她又不傻(1 / 1)

第96章她又不傻

汪铨安狠狠地皱眉。

不可能。

钟锦音已经死了那么多年了,尸体早就变成了白骨,钩吻之毒压根儿查不出来。

张究带着衙役走上来。

衙役将手上的布袋往地上一扔。

张究拱手道:“晏大人,我们带猎犬到墓地巡查,猎犬在汪二小姐的坟墓中发现了异样,挖开后,我们在二小姐的坟墓下发现了这些东西。”张究挥挥手,衙役将布袋里的东西倒出来。全是腐烂的鹧鸪,各种各样,散发着恶臭。另一个衙役拿出一个笼子,里面是一只濒死的老鼠。张究道:“我们已经喂老鼠服下这些鹧鸪肉,果然出现了钩吻中毒的症状。”

晏同殊锐利的目光杀向汪铨安:“你现在还有何话说?”汪铨安最近日日守在墓地,一张脸本就消瘦,鹳骨突出,这会儿因为怨气,那张阴沉的脸,更显狰狞。

汪铨安阴森森地开口:“愿赌服输,是我汪铨安栽了。但是,晏大人,你是怎么找到的这些的?难不成有人看见了?”晏同殊冷静道:“你做事小心谨慎,挑选的墓地十分空旷,又将周围一片都买了下来,自然不会有人看见。”

汪铨安如毒舌一样盯着晏同殊。

晏同殊不为所动:“本官是将自己代入了你。本官假设自己如果是凶手会如何下毒。不能出现,不能明显,必须要有不在场证明,那就只有延缓中毒时间。钩吻毒发时间那么短,怎么延缓中毒时间才能不让人怀疑?那就只有一个办胃。趁猎户不注意,将毒药强行喂进鹧鸪的肚子里,阻止胃溶液消化毒药,只要胃酸没有接触到毒物,那鹧鸪就没有中毒。那怎么才能延缓消化呢?在药的外面裹上一层东西,必须消化掉这一层保护壳,鹧鸪才能接触到毒药,才算真的服下毒药。现在有什么东西可以最大限度的减缓鹧鸪的胃酸溶解保护壳呢?本官的人查到,你买了糖和猪肉,猪肉是后腿肉,筋膜多最多的部分。糖这种东西,做得好,完全消化掉需要两三个时辰。钩吻外面裹上糖,再裹上油筋膜,一层又一层,能很大程度上延缓胃部消化。每一层油筋膜都能调整固定的时间,但最大的问题是,要如何才能确认这和消化需要的时间,保证顺利进行。只有试验,一次又一次的试,所以你假借高盛梅爱吃鹧鸪,一次又一次地买鹧鸪,回去烹饪。鹧鸪是鸟,说不了话,并且鹧越性情温和,本来不会伤人。它是被你折腾到了应激,加上胃部不舒服才会啄伤厨娘的手。”

“不错。“汪铨安干脆利落地认了:“是我下的毒,是我在钩吻外面裹了一层糖,又裹了一层又一层的油筋膜,延缓中毒时间。因为死的鹧鸪太多了,又不能随便处理,不然周围的猎狗蛇虫吃了死亡,会引起注意。墓地周围还会有偷供品的流民,这些都要防备,所以我只能将鹧鸪埋进初凝的坟中。但是,晏大人,我杀宁渊,这个罪我认了。那豫国伯府呢?”他高声喝问:“宁渊杀我妻女这笔帐怎么算?”“你胡说八道!"豫国伯当即冲了过来:“我儿子都死了,你还要往他头上泼脏水!”

“不然怎么可能那么巧?“汪铨安冲到豫国伯面前,如豺狼一样盯着他:“我刚威胁完他,我妻子,我女儿就死了,紧接着,那个害死他儿子害澹台明珠流产的贱人也死了。

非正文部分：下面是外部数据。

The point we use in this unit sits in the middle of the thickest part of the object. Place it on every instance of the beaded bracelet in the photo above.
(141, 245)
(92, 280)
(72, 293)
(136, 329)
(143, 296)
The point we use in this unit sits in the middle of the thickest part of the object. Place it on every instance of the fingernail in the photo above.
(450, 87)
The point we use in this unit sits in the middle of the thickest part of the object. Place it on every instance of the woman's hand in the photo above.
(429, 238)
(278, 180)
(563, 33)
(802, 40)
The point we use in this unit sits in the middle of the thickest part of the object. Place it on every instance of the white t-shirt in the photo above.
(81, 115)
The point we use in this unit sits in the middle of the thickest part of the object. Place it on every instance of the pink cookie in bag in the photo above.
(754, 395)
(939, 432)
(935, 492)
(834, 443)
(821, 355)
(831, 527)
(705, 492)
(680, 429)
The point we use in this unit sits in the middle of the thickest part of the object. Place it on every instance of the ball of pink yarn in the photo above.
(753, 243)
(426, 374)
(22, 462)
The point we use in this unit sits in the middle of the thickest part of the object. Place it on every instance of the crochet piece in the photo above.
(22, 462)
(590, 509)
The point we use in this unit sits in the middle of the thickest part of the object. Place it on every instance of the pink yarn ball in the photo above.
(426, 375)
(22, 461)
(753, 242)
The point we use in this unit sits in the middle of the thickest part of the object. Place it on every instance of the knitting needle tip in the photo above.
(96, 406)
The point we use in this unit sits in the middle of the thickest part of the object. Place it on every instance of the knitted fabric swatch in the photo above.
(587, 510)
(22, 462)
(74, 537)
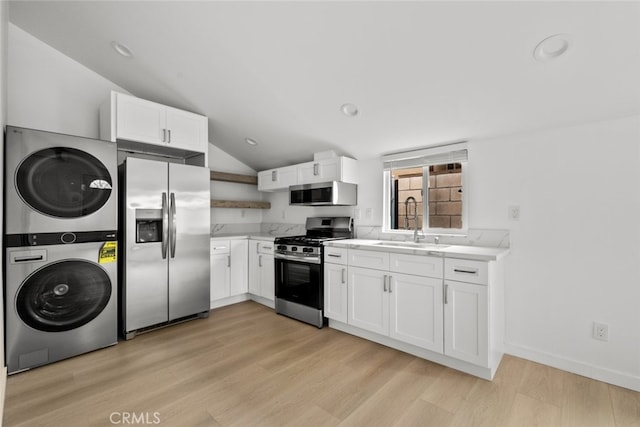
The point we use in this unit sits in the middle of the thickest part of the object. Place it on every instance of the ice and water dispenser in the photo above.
(148, 225)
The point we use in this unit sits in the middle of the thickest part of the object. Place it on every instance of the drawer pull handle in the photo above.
(465, 271)
(29, 258)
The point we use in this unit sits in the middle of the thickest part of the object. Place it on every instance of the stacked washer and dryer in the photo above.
(60, 246)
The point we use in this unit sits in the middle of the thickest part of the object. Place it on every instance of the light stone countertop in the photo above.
(478, 253)
(255, 235)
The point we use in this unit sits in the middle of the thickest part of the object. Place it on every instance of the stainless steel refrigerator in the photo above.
(164, 220)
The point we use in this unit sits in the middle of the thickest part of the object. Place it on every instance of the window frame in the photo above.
(426, 230)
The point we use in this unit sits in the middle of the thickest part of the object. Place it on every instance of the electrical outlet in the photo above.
(514, 212)
(600, 331)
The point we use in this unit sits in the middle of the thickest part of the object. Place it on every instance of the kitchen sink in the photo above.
(412, 245)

还都是失足落水!天下哪有这么巧的事?不是你们动的手,是因为什么?”

晏同殊目光投向澹台明珠。

澹台明珠低垂着头,温顺安静。

豫国伯一把将长久没洗澡身怀恶臭的汪铨安推开:“汪铨安,我警告你,不要乱说话。不管是高盛梅,汪初凝,还是汪玉颜,她们的死都和我豫国伯府没有任何干系。”

“是吗?“汪铨安一字一顿:“我!不!信!”豫国伯又气又恨,想杀了汪铨安又没办法,最后只能咬牙切齿地骂了一句:“你这个疯子。”

汪铨安冷笑:“对,我汪铨安是疯子,你最好把这个疯子救出来。不然,我前头在牢里断气,下一秒,你豫国伯府的所有人都要给我陪葬。”啪!

惊堂木一响,打断汪铨安和豫国伯的争论。晏同殊厉声道:“既然汪铨安已经认罪,左右衙役,将其带入地牢,七日后,菜市口问斩。”

衙役:“是。”

汪铨安丝毫不反抗,他已经做好了一切准备,只要他死,豫国伯府就得给他陪葬。

这样,也不亏。

待汪铨安被待下去,晏同殊对黑沉着一张脸的豫国伯道:“豫国伯,案子已经结了,你可以走了。”

说完,她看向前方:“其余与案子有关的人等,皆可自行离去。澹台明珠,你留下,处理一下恢复良籍的事情。”澹台明珠颔首:“是。”

待所有人都离开,晏同殊对澹台明珠招招手,让她走到跟前。晏同殊凝视着澹台明珠的眼睛。

澹台明珠的眼睛很大很漂亮,黑白分明,映着这个世界的一切。这个世界对她不公平。

晏同殊问:“你有话和我说吗?”

澹台明珠眸光清亮:“也许是大人有话要对我说。”晏同殊抿了抿唇,“澹台福是赌徒,你知道这种人毫无人性,为了自己的利益,可以杀人放火。所以你向他示好,暗示他,只要没有宁渊,你就能对他好,再将他放进豫国伯府。你在为宁渊制造足够的死亡风险。”澹台明珠静静地看着晏同殊,不置可否。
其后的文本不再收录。